Seth Moniz

Personal information
- Born: September 9, 1997 (age 28) Honolulu, Oahu, Hawaii
- Height: 5 ft 7 in (1.70 m)
- Weight: 149 lb (68 kg)

Surfing career
- Sport: Surfing
- Best year: 2019 – Ranked No. 12 WSL CT World Tour
- Major achievements: WSL Championship Tour event wins: 1; 2019 WSL Rookie of the Year;

Surfing specifications
- Stance: Regular

= Seth Moniz =

American professional surfer

Seth Moniz (born September 9, 1997) is an American professional surfer from Hawaii, who is in the World Surf League.

== Career ==
Seth began his career on the Junior Tour in 2013, winning major Tour events. In the 2018 Qualifying Series season he placed 3rd and qualified for the 2019 CT for the first time in his career.

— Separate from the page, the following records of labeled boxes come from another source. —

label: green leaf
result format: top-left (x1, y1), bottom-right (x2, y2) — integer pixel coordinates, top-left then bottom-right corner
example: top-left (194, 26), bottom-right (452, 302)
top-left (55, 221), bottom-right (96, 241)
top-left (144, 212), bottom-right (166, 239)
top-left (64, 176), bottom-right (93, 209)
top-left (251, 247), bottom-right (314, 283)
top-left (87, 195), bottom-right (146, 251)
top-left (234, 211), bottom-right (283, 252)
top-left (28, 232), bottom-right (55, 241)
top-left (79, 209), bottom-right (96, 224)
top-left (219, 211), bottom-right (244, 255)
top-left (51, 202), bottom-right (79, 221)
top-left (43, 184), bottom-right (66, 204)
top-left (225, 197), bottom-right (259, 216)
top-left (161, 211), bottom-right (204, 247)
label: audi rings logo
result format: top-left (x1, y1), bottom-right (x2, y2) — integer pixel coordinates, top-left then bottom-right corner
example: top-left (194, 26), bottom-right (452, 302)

In his rookie season, Seth had the best finish of his career, finishing in 12th place, winning the 2019 WSL Rookie of the Year.

From his rookie season until 2024, Seth remained in every season on the CT, but only had a 19th place as his best placing, in 2024. Seth's high point on the CT was when he reached his first final, at Billabong Pro Pipeline in 2022, when he was defeated by the legend and 11-time world champion Kelly Slater.

== Career victories ==

WCT Wins
| Year | Event | Venue | Country |
| 2026 | Outerknown Tahiti Pro | Teahupo'o, Tahiti | French Polynesia |

Juniors Wins
| Year | Event | Venue | Country |
| 2015 | Vans Pro Junior | Virginia Beach, Virginia | United States |
| 2015 | Sunset Beach Pro Junior | Sunset Beach, Oahu | Hawaii |
| 2014 | North Shore Surf Shop Pipe Pro Junior | Banzai Pipeline, Oahu | Hawaii |

== Family ==
Seth is the youngest child in the Moniz family, son of Tony and Tammy and his brothers Micah, Kelia, Isaiah and Joshua.